Thread
#feature-discussions
    a

    Andrew Achkar

    3 weeks ago
    Hello, curious if anyone else has had a need for a FlyteFile that has an associated lifetime - whereby it would be automatically cleaned up after a user-specified timeframe. This could be along the lines of compliance with data retention policies.
    Ketan (kumare3)

    Ketan (kumare3)

    3 weeks ago
    @Andrew Achkar can you not do this directly on the target S3 bucket?
    a

    Andrew Achkar

    3 weeks ago
    Good point Ketan, you can definitely use s3 bucket lifecycle policies, but it is fairly coarse. Tag filtering could be used to be a bit more granular, up to a point (there would be a limit on the number of lifecycle policies a bucket can have). So I think that would cover many cases, yes. Still, files managed by Flyte (ie. FlyteFile) would need to be created with specific tags that match those policies - not sure if that is controllable and to what degree.

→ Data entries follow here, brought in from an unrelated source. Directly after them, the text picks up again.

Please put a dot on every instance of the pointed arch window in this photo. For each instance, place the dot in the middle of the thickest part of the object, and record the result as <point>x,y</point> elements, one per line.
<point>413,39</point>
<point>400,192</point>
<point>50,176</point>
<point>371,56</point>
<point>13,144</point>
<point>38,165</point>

Maybe I want some files to expire (retention policy) and others I don’t mind keeping around longer So, I was imagining more fine grained control where per-file expiry timestamps could be specified, but I think you could manage just with some tagging convention paired with the bucket lifecycle policy.
    Ketan (kumare3)

    Ketan (kumare3)

    3 weeks ago
    would love to hear a proposal
    feel free to do it and we can share it in one of the community meetings
    a

    Andrew Achkar

    3 weeks ago
    Sure, for a proposal do you mean a document, github issue, sketch of the programmatic api? Also, it occurred to me, even if we can solve for s3 case via bucket policies, supporting other cloud vendors makes it more complicated if that is the implementation. It feels like it might be a better fit for something flyte keeps track of more directly.
    Ketan (kumare3)

    Ketan (kumare3)

    3 weeks ago
    hmm
    ya an issue or there is an RFC process
    check the flyte repo
    a

    Andrew Achkar

    3 weeks ago
    I’ve put together a description as an issue here: https://github.com/flyteorg/flyte/issues/2832
    I wonder if one way to represent this might be an
    Expireable[T]
    annotation. So it could be
    Expireable[pd.DataFrame]
    or
    Expireable[FlyteFile]
    and tasks could return their object wrapped in this object.
    As a workaround, we noticed we could probably use StructuredDataset’s uri field to control more explicitly where files end up in s3 and hence apply bucket lifecycle policies that would apply to those objects specifically (as a group, more so than the granularity I was suggesting would be ideal). In case someone else has a similar need that seems to be a viable approach if the data can be made into a StructuredDataset.
    Ketan (kumare3)

    Ketan (kumare3)

    3 weeks ago
    You can control this in flytefile too
    Also you can set the raw output prefix per execution and all raw data will be put in that prefix only
    a

    Andrew Achkar

    3 weeks ago
    Oh? How do I set that in FlyteFile? I saw that you could set the prefix per execution, that can help too for some scenarios, but I am picturing say an intermediate dataset needing to be deleted but an output model artifact need to be retained, as part of the same workflow / execution.
    Ketan (kumare3)

    Ketan (kumare3)

    3 weeks ago
    I would still then just copy the model to a different location as a step
    a

    Andrew Achkar

    3 weeks ago
    Sure, that is always an option, or conversely use manual file management for files needing to obey retention rules. Just was looking for some elegant way to solve it more generally 🙂
    Ketan (kumare3)

    Ketan (kumare3)

    3 weeks ago
    ya, i think instead of manual file management, just copying the last bit over is nicer. it scales better. - basically the end prefix can be learnt
    cc @Yee- Flyte file custom path?